Кроме городского пространства, герои романа существуют в пространстве культурном, которое характеризует их еще точнее, чем места, где они живут или бывают. Шарль Сванн, рафинированный интеллектуал, искусствовед, увлекается всем тем, что волновало современных ему эстетов: его интересуют выставка импрессионистов, декадентская пьеса, старые мастера, переосмысленные на рубеже века, – Джотто, Боттичелли и Вермеер; вкус Вердюренов дает сбои, хотя они изо всех сил стараются быть на уровне новейших веяний – и подчас им это удается: не случайно г-жа Вердюрен – поклонница Вагнера; завсегдатаи их салона, при всем снобизме, подчас наивно невежественны; аристократы в романе культурны, но несколько консервативны; Одетта некультурна и претенциозна. Марсель, главный герой, к концу тома уже подросток: он зачитывается Берготтом, бредит то Бальбеком (этот город выдуман Прустом, но вобрал в себя черты реальных приморских городов в Нормандии), то Венецией и Флоренцией, хранящими шедевры Фра Анджелико, Джорджоне и Тициана.

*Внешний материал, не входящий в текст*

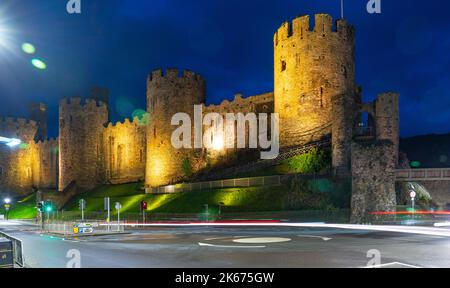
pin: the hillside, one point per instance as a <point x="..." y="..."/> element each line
<point x="429" y="151"/>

После 1913 года Пруст продолжает работать над романом, но в течение пяти военных лет ничего не публикует. Именно из-за этой паузы роман стал разрастаться и оказался намного длиннее, чем задумывался вначале. В 1918 году в общих чертах рукопись завершена (хотя до последнего дня Пруст будет вносить в нее изменения, часто очень значительные). В этом же году выходит второй том, который приносит автору признание и Гонкуровскую премию. В 1919 году появятся переиздания «Девушек в цвету» и «Сванна». В 1920-м – первая часть «Стороны Германта». В 1921-м – вторая часть «Германта», первая часть «Содома и Гоморры». В 1922 году весной выйдет в свет вторая часть «Содома и Гоморры», а в ноябре, за несколько дней до смерти Пруста, окончание «Содома и Гоморры» и «Пленница». Последние два тома будут опубликованы посмертно, «Исчезновение Альбертины» – в 1925 году, а «Обретенное время» в 1927-м.
История, рассказанная в «Любви Сванна», во многом предвещает судьбу рассказчика, служит ему предостережением, а читателю предуведомлением и легким пунктиром намечает дальнейшие пути, по которым будет развиваться роман. Любовь-страдание откроется юному Марселю уже в «Именах мест». Дальше Марселю предстоит изучить любовь-ревность, но, в отличие от Сванна, призванием он не пожертвует: Сванн не написал книгу о Вермеере, – Марсель в конце концов станет писателем и создаст свой роман.